Upgrading the home with the latest tech feels great, but it’s even more rewarding when you know you’re doing your little part to help the planet. Smart home tech has a role to play in minimizing our energy consumption and generally leading more eco-friendly lives. We look at the biggest players in the smart home space every day, and these are some that are making the biggest impact on fighting climate change and minimizing plastic waste.
Ecobee was the first company to ever make an internet-connected smart thermostat. By being able to factor in local weather forecasts, leverage presence detection, and monitor humidity, Ecobee claims the increased efficiency of its thermostats has kept the equivalent of 17.7 million tons of CO2 out of the atmosphere. This energy efficiency has not only earned them Energy Star certification but also won them Partner of the Year status for 2021 and 2022. On the same subject : Large solar array means 2 Northwest Alaska villages can turn off diesel power for hours a day. Ecobee is conscientious of e-waste, too. It maintains a robust repair and reselling business, and it provides software updates going back several generations. Recycled plastic is used in Ecobee thermostats, plus its packaging is fully recyclable. If you tack on its partnerships with community housing associations and researchers, you have a company that seems truly dedicated to the cause of building a better future.
Rachio is among one of the biggest leaders in smart lawn irrigation. We’ve checked out Rachio’s stuff in the past and come away impressed, but it brings more to the table than just convenience, even lawn watering. As a certified B Corporation, it meets a wealth of sustainability criteria and has won awards placing them among the top B Corps out there. See the article : Solar Panel Module Market Expected “Rapid CAGR” During Forecast (2022-2028) – Bloomingprairieonline. Rachio claims to have saved 45 billion gallons of water through increased efficiency, which is a big deal when many ecosystems are facing damage from thirsty cities. If we want to make sure we keep having enough water for everybody, we’ll need solutions like Rachio’s to help minimize our usage.
About 15% of a home’s emissions come from water heating. There are a handful of companies trying to optimize that usage with Wi-Fi-enabled controllers. Aquanta is among the more successful players in this field. The device can be retrofit onto existing heaters, and once set up, users can use their phones to keep tabs on everything. The mobile app can track how much hot water is being stored and how much has been used, deliver maintenance alerts, and let Aquanta learn usage habits over time to optimize heating schedules. The only real catch is that it doesn’t work with heat pumps or tankless heaters, which are both highly efficient water heaters. Combatting climate change is central to Aquanta’s mission. Much of the controller’s technology was developed while working on its first product, a solar water heater. It is also an active member in a range of renewable energy associations.
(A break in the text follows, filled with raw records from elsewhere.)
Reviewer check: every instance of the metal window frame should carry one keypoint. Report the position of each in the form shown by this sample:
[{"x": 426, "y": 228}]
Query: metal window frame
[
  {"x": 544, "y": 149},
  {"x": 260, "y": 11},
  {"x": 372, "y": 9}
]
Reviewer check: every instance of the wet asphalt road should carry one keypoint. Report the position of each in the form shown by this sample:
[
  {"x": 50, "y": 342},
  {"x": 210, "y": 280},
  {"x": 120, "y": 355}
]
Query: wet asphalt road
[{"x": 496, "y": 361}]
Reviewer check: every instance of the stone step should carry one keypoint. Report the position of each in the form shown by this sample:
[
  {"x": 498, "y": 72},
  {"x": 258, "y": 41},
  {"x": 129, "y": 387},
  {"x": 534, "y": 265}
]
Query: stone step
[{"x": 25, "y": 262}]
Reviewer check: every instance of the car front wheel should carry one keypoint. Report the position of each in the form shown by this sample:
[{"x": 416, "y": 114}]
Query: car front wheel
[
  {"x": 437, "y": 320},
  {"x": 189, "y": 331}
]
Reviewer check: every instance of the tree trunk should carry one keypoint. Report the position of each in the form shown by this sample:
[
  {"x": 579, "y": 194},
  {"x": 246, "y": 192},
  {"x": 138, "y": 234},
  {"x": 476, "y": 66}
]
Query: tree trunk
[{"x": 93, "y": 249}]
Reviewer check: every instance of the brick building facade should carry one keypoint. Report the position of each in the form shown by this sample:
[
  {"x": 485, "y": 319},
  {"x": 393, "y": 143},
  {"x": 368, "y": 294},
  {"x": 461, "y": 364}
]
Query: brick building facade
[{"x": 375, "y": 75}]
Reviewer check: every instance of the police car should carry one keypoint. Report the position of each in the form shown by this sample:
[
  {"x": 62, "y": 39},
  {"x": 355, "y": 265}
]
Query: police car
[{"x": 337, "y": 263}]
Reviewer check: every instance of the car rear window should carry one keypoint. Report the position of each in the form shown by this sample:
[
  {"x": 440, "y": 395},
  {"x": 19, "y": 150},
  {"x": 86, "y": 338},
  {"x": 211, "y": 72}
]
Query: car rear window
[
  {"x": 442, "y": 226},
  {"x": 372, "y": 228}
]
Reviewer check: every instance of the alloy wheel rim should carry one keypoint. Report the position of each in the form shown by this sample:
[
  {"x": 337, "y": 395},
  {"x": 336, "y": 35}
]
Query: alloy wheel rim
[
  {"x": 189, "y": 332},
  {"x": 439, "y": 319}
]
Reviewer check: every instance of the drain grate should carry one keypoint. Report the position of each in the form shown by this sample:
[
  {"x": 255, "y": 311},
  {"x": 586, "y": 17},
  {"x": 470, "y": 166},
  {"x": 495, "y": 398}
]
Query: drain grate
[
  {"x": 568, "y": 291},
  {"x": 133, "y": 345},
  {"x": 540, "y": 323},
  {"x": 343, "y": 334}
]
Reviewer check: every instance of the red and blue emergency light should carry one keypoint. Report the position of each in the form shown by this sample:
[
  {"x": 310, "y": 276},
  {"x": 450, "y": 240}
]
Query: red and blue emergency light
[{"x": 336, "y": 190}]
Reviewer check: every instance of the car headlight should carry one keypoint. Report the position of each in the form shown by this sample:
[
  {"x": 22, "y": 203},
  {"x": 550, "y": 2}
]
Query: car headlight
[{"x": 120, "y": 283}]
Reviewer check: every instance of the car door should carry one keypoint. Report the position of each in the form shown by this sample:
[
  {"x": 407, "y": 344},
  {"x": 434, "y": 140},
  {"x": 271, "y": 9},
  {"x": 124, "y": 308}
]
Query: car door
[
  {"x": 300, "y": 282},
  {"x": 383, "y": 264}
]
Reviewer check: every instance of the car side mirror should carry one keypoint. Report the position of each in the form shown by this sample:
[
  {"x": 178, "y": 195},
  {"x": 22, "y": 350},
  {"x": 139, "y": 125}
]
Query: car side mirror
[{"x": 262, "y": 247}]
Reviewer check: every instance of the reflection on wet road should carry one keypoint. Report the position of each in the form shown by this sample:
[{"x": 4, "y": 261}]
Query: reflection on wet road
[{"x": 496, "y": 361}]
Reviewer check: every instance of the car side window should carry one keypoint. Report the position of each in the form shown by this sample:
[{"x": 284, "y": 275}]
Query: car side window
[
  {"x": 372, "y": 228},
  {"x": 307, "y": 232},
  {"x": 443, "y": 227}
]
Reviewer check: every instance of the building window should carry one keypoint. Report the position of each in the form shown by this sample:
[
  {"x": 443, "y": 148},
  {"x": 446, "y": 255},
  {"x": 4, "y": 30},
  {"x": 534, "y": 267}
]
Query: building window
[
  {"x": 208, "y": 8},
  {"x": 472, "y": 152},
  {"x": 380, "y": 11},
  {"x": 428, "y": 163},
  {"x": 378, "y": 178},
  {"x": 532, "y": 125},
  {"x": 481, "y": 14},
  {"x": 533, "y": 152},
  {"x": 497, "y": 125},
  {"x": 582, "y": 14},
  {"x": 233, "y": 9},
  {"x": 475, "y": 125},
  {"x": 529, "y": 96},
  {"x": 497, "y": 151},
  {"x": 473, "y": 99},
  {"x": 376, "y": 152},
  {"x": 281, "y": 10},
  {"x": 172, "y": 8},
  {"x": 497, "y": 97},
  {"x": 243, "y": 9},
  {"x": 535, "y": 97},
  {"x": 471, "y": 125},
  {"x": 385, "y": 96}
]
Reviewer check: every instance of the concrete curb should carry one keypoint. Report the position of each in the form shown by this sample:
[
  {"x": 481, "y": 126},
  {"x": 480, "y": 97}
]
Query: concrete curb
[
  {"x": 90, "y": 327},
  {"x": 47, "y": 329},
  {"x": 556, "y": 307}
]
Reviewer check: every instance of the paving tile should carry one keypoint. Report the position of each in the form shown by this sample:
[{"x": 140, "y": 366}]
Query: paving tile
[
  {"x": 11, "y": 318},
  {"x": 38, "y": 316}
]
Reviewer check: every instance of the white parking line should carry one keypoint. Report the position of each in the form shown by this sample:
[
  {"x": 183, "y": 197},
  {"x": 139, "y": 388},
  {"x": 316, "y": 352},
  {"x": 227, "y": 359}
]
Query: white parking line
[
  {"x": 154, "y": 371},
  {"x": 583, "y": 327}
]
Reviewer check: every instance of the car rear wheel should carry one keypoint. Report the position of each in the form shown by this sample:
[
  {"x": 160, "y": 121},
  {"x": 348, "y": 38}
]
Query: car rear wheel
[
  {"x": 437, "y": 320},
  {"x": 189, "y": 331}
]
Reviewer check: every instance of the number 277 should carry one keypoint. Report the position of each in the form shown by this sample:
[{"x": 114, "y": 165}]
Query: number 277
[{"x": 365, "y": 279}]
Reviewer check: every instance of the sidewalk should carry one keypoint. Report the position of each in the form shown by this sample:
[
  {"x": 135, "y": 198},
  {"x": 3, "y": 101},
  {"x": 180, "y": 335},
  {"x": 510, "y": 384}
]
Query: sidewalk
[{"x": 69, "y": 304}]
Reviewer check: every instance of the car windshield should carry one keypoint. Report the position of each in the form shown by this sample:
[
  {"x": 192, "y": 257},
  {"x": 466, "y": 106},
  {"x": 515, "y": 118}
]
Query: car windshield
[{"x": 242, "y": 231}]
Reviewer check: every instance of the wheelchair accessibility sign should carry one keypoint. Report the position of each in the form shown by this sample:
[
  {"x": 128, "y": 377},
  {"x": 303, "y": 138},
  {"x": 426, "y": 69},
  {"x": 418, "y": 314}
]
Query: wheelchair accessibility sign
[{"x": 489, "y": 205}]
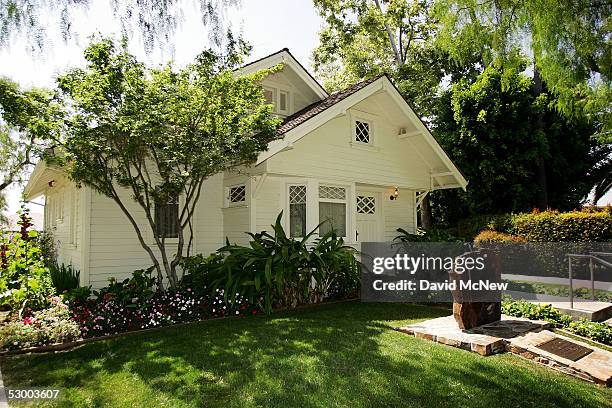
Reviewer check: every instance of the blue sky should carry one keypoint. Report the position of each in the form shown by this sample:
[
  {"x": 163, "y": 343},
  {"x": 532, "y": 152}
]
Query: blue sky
[{"x": 268, "y": 25}]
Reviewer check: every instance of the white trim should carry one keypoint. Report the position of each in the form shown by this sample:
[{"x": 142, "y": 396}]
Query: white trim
[
  {"x": 85, "y": 235},
  {"x": 286, "y": 58},
  {"x": 381, "y": 85}
]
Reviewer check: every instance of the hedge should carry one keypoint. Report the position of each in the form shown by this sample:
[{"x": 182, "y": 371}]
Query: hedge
[
  {"x": 546, "y": 226},
  {"x": 574, "y": 226}
]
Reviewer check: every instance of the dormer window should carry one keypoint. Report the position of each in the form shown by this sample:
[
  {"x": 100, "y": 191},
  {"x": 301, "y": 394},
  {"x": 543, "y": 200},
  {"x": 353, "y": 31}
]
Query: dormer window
[
  {"x": 279, "y": 98},
  {"x": 363, "y": 131},
  {"x": 270, "y": 95},
  {"x": 283, "y": 102}
]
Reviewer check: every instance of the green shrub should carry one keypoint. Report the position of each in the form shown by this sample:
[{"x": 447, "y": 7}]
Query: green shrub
[
  {"x": 573, "y": 226},
  {"x": 279, "y": 271},
  {"x": 141, "y": 286},
  {"x": 78, "y": 295},
  {"x": 25, "y": 281},
  {"x": 426, "y": 235},
  {"x": 197, "y": 271},
  {"x": 600, "y": 332},
  {"x": 47, "y": 326},
  {"x": 468, "y": 228},
  {"x": 497, "y": 237},
  {"x": 64, "y": 277}
]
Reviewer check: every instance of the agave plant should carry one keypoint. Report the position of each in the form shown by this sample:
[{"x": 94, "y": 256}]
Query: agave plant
[{"x": 277, "y": 270}]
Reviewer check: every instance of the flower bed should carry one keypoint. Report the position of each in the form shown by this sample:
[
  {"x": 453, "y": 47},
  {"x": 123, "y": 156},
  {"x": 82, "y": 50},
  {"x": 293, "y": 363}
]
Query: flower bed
[{"x": 108, "y": 316}]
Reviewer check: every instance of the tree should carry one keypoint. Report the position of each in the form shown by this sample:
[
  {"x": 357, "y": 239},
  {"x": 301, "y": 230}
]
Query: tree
[
  {"x": 367, "y": 37},
  {"x": 156, "y": 21},
  {"x": 28, "y": 120},
  {"x": 568, "y": 42},
  {"x": 364, "y": 38},
  {"x": 160, "y": 133},
  {"x": 486, "y": 126}
]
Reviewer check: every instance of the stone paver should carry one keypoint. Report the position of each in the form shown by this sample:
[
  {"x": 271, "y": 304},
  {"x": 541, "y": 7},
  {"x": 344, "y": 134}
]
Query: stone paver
[
  {"x": 596, "y": 366},
  {"x": 484, "y": 340},
  {"x": 519, "y": 336}
]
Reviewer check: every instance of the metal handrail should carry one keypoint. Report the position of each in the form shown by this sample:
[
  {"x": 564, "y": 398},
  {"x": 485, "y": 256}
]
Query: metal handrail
[{"x": 592, "y": 256}]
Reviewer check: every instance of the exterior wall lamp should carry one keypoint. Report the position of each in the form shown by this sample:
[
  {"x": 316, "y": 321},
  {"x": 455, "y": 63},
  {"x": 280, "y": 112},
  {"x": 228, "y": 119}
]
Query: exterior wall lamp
[{"x": 395, "y": 195}]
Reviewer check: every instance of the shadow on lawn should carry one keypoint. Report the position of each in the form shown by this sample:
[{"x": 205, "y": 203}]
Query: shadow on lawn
[{"x": 337, "y": 355}]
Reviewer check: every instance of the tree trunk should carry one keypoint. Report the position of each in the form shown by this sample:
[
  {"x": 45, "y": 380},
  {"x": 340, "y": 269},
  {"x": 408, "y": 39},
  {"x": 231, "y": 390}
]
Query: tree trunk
[
  {"x": 426, "y": 216},
  {"x": 542, "y": 190}
]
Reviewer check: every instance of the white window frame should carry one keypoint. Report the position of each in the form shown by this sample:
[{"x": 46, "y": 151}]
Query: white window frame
[
  {"x": 345, "y": 201},
  {"x": 287, "y": 102},
  {"x": 370, "y": 119},
  {"x": 231, "y": 204},
  {"x": 287, "y": 223}
]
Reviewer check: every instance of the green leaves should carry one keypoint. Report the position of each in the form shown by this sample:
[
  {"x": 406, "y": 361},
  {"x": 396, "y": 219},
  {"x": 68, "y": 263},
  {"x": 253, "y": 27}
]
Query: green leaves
[{"x": 279, "y": 271}]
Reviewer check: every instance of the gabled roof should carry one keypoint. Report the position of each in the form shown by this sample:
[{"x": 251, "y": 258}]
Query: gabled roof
[
  {"x": 284, "y": 56},
  {"x": 317, "y": 114},
  {"x": 314, "y": 109}
]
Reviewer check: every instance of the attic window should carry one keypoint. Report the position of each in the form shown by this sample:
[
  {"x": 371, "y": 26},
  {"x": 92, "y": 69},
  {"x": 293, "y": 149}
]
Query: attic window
[
  {"x": 362, "y": 132},
  {"x": 237, "y": 194},
  {"x": 283, "y": 102}
]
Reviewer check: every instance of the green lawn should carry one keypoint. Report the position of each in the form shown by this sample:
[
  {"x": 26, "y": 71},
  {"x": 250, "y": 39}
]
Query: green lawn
[{"x": 335, "y": 355}]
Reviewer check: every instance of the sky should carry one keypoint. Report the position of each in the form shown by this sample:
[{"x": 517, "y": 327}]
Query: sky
[{"x": 269, "y": 25}]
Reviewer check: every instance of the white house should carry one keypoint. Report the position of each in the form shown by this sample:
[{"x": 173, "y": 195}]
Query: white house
[{"x": 360, "y": 157}]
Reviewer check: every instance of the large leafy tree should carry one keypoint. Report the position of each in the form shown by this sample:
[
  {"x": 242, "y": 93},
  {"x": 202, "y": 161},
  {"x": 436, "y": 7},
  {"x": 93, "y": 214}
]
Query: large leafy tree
[
  {"x": 29, "y": 118},
  {"x": 155, "y": 21},
  {"x": 568, "y": 42},
  {"x": 160, "y": 133},
  {"x": 486, "y": 126},
  {"x": 366, "y": 37}
]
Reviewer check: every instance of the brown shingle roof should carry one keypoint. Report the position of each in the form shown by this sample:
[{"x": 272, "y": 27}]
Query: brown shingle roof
[{"x": 314, "y": 109}]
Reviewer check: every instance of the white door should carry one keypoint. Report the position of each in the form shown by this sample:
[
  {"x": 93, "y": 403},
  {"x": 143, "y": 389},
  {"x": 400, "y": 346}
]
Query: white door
[{"x": 369, "y": 217}]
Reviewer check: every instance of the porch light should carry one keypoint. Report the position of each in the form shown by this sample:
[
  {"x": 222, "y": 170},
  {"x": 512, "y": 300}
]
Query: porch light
[{"x": 395, "y": 195}]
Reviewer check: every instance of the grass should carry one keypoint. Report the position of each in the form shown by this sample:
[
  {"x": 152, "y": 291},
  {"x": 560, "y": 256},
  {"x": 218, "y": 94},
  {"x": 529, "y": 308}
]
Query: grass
[
  {"x": 558, "y": 290},
  {"x": 331, "y": 356}
]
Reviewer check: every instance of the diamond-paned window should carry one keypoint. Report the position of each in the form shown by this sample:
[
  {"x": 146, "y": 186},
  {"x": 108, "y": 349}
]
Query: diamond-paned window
[
  {"x": 366, "y": 205},
  {"x": 237, "y": 194},
  {"x": 362, "y": 131},
  {"x": 332, "y": 193},
  {"x": 297, "y": 194}
]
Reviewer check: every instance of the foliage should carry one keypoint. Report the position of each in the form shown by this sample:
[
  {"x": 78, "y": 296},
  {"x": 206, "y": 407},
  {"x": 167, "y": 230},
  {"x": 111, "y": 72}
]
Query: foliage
[
  {"x": 558, "y": 290},
  {"x": 47, "y": 326},
  {"x": 298, "y": 359},
  {"x": 64, "y": 278},
  {"x": 77, "y": 296},
  {"x": 426, "y": 235},
  {"x": 140, "y": 287},
  {"x": 480, "y": 121},
  {"x": 25, "y": 282},
  {"x": 497, "y": 237},
  {"x": 468, "y": 228},
  {"x": 198, "y": 271},
  {"x": 155, "y": 21},
  {"x": 107, "y": 315},
  {"x": 361, "y": 39},
  {"x": 279, "y": 271},
  {"x": 568, "y": 42},
  {"x": 160, "y": 133},
  {"x": 46, "y": 244},
  {"x": 28, "y": 119},
  {"x": 573, "y": 226},
  {"x": 600, "y": 332}
]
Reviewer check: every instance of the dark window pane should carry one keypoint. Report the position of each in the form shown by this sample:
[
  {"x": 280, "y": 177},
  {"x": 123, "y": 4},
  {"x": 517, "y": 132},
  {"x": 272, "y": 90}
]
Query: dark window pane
[
  {"x": 166, "y": 220},
  {"x": 335, "y": 216}
]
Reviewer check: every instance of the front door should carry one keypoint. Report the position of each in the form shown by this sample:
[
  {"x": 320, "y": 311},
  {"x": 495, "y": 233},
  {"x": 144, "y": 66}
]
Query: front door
[{"x": 369, "y": 217}]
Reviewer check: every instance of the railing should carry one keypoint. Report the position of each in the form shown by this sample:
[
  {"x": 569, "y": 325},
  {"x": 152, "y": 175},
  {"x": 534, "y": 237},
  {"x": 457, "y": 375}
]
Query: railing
[{"x": 592, "y": 257}]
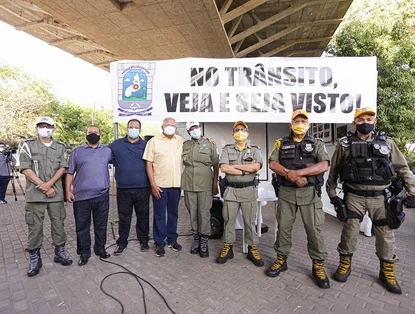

While many of these products zero in on energy savings within individual categories, a relatively new manufacturer is trying to do the reporting at the source. Span is offering a smart electrical panel that ties in seamlessly with solar panel and storage setups. Owners get full remote control of their entire breaker system. The Span solution is also designed with EVs in mind, so it can deliver level 2 charging speeds to the car in your garage. Their mobile app is smoothly laid out so you can set priorities for which devices in the house get juice during an outage.
Learn more at Span.io
The biggest smart upgrade a home can get at this point is a batch of solar panels on the roof. Manufacturers have built out robust mobile apps for monitoring status on a module-by-module basis, and have even tied into the usual smart home tropes like voice assistant support. SolarEdge is a big solar inverter manufacturer that has put the work into a reliable app. It tracks energy usage in real-time, energy production status, current battery capacity, and how much power you’re selling back to the grid. Making this kind of management user-friendly is a key part of getting people to make the leap. The inverters are reliable enough that Tesla partnered with SolarEdge on integrating them with Powerwall batteries. In addition to putting energy management into the hands of individual homeowners, SolarEdge has a whole arm dedicated to grid solutions, helping to ensure the power that gets to your home is decarbonized.